I think initially we can perhaps suffice with most frequently used (international) symbols like these.
The list at www.ascii.cl/htmlcodes.htm might perhaps be useful for this purpose.
Okay, that was helpful. I now have a general idea as to why Google Translate puts extra spaces in the translations returned.
After having looked at this issue for awhile I have come to the conclusion that it is impossible to come close to handling all cases where spaces occur. The only way around it would be to set up functionality with rules that users could edit/create, similar to segmentation rules. And that would be quite a bit of work for questionable return on the effort (GT translations are not of very high confidence factor).

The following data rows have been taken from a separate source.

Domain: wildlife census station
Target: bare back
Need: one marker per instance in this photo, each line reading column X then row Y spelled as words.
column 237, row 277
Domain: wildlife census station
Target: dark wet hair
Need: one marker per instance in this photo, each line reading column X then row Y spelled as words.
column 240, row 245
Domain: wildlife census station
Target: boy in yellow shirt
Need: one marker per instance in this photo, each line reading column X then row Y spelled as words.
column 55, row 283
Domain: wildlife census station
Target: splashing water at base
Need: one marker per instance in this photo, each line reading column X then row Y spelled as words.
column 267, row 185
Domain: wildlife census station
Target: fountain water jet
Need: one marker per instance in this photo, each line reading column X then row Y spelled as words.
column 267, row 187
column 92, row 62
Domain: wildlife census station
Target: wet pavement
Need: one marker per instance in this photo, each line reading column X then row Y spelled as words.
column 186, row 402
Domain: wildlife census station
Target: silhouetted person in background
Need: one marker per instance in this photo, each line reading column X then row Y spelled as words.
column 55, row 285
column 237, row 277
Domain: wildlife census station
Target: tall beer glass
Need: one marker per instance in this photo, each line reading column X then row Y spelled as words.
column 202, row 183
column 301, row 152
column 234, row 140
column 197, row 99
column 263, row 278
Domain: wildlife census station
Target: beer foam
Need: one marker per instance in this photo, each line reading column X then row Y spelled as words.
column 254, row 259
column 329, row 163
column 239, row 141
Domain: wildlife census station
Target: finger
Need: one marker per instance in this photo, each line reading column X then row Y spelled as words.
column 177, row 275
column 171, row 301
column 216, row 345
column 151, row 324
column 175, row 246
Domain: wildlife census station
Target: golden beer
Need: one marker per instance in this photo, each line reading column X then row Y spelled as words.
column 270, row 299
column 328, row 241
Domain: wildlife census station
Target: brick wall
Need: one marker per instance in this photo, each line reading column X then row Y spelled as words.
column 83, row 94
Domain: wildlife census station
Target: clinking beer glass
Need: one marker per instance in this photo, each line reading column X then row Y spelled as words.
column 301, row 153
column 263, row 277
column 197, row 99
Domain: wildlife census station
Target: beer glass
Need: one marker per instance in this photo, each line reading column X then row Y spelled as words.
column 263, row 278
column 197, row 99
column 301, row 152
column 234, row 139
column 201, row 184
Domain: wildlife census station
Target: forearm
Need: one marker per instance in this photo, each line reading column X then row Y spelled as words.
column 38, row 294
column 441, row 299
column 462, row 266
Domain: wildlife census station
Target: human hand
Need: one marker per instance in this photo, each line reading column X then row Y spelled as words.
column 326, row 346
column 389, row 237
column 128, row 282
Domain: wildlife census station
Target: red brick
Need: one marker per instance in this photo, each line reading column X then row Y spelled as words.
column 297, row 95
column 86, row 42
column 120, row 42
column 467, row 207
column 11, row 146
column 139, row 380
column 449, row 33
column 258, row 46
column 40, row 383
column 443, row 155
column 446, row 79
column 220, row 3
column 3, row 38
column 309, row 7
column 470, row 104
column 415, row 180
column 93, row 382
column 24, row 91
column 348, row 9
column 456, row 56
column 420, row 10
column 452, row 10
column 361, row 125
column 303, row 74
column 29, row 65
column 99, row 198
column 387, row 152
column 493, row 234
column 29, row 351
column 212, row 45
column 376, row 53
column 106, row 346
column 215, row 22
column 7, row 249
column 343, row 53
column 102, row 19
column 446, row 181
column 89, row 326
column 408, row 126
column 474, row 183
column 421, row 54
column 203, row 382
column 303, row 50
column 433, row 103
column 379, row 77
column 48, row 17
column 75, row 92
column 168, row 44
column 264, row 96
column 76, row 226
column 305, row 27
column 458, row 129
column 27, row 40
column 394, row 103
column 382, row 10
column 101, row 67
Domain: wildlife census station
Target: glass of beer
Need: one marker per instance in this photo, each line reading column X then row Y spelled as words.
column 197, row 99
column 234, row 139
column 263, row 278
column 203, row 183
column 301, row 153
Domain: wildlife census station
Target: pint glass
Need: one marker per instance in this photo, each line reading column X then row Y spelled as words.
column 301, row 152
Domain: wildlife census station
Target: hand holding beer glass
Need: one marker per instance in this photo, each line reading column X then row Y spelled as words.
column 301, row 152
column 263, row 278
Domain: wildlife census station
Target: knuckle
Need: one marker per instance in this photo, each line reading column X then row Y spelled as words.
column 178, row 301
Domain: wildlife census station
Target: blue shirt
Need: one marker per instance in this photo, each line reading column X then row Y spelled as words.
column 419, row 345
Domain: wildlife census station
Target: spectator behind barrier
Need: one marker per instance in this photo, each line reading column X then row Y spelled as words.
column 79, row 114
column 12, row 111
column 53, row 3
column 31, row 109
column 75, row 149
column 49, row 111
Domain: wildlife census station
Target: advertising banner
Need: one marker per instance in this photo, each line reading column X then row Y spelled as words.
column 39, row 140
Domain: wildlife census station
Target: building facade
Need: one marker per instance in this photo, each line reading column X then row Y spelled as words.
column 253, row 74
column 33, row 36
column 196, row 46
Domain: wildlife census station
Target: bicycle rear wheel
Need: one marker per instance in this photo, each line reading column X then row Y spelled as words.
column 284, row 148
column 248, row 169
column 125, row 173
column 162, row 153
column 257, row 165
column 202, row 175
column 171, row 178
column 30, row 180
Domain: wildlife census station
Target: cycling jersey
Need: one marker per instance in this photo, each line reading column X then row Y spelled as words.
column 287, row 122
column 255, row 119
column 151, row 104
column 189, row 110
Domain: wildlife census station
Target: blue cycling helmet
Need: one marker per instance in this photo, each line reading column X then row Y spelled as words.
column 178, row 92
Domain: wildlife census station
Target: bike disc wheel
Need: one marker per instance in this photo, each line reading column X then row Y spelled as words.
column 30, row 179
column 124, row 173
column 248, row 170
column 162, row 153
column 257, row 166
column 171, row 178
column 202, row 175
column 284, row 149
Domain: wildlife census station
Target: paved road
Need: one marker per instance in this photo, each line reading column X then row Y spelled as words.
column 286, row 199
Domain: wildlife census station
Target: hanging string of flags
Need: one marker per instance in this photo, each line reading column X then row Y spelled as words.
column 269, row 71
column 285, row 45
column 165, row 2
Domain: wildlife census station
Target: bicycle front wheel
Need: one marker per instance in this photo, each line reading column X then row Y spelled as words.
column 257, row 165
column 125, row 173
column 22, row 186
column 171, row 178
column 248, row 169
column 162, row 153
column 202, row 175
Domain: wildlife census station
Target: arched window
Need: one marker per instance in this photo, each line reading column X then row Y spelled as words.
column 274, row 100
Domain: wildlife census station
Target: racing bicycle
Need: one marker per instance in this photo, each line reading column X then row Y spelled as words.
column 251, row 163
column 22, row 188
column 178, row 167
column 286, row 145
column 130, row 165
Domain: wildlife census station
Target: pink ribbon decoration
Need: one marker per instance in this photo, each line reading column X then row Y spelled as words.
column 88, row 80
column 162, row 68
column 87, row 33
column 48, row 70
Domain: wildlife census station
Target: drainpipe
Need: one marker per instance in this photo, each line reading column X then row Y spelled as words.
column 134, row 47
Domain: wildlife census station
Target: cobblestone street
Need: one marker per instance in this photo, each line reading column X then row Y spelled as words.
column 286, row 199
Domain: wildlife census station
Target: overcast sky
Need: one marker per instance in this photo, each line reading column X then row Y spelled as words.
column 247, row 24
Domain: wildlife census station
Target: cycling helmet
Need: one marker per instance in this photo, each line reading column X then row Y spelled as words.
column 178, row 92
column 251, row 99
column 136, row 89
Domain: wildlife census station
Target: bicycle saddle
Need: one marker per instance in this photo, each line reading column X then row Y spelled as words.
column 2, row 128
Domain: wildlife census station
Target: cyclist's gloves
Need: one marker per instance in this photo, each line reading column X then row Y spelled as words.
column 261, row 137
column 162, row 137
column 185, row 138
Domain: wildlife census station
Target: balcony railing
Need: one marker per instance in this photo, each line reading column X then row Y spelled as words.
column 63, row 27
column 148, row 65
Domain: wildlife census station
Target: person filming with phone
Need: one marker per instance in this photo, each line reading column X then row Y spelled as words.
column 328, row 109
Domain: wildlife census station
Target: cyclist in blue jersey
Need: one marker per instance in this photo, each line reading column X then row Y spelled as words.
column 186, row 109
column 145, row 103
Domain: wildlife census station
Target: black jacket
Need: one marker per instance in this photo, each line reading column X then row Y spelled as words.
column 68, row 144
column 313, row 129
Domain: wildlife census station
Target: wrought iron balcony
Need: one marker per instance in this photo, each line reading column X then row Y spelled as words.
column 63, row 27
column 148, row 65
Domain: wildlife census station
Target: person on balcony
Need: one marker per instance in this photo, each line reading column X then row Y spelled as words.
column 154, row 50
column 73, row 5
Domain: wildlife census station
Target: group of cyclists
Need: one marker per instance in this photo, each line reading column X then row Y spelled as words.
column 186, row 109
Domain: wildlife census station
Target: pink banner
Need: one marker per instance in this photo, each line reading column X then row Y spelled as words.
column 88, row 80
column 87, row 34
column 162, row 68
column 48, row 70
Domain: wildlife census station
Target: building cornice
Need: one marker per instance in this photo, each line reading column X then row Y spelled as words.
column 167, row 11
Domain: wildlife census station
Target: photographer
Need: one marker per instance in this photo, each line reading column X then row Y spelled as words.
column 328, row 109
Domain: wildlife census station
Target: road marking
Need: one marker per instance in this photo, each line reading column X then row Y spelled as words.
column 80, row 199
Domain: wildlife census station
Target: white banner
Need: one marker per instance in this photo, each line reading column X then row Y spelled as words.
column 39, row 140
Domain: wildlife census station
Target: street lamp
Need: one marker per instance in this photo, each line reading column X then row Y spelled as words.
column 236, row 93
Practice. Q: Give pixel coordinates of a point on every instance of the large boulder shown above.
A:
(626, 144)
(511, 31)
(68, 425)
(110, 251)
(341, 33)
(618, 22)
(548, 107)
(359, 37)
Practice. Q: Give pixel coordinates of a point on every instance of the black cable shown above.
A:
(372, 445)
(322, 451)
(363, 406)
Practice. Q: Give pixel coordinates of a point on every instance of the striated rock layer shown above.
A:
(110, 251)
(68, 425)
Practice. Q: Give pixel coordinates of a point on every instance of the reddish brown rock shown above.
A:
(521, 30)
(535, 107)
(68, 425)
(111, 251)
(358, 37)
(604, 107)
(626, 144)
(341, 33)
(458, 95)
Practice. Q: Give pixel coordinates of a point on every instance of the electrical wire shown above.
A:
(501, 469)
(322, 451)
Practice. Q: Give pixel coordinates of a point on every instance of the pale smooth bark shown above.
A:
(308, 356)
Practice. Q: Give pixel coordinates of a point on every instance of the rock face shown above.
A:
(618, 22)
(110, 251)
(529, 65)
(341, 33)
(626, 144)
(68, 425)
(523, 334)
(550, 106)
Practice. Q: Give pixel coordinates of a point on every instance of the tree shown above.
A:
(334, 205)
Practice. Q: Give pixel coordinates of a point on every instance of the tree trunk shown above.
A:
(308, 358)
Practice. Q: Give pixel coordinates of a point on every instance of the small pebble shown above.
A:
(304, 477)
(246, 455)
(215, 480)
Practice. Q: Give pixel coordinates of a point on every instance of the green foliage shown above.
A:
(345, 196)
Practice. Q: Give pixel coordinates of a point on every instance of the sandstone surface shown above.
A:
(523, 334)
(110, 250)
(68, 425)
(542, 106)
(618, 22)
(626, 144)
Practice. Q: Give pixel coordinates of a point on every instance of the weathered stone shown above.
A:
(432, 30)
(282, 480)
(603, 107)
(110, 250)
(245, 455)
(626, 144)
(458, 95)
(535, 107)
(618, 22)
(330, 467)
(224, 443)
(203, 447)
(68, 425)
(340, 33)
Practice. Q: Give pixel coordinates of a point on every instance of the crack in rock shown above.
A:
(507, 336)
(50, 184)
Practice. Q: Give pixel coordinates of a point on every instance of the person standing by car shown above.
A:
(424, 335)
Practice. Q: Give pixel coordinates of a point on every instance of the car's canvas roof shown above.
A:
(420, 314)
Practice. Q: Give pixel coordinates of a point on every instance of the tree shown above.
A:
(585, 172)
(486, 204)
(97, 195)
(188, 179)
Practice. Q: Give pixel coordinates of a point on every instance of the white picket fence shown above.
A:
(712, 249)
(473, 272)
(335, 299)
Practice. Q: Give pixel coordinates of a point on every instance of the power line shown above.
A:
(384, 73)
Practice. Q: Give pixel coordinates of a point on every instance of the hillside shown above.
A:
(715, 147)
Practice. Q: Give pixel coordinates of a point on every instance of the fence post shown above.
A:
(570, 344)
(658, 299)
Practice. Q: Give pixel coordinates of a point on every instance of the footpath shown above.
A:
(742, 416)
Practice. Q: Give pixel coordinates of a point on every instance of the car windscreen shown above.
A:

In addition, the best way for this to be fixed is either for Google to do it or for them to provide functionality to return their modified version of the original string they use that machine translation is appied to. In the former case it makes sense because we have no understanding of the rules used to preprocess text before MT. And in the latter it might be possible to deduct various rules from seeing the preprocessed text before MT and work backwards to fixed returned translations. Neither of these is possible currently, but I have filed a bug report with Google about the spaces problem (ultimately they should be the ones to fix it).
In any event, I have managed to make a first effort that does cover some cross section of theses spaces. It is very limited and I have not been able to ascertain whether it works across many languages. It is better than just removing spaces for tags though. This will be included in the next release.
A particular caveat that should be observed is that GT sometimes moves text around and dissociates them from connected symbols, like a name and a trademark symbol. These may end up in different locations than expected. These are hard to reproduce as it is not possible to know the rules used to make decisions. Unless there are highly repetitive cases of these "errors" the effort to program them out is somewhat wasteful compared to working on other issues. Let's just go with what is working thus far and see where fine tuning can be applied from user experiences.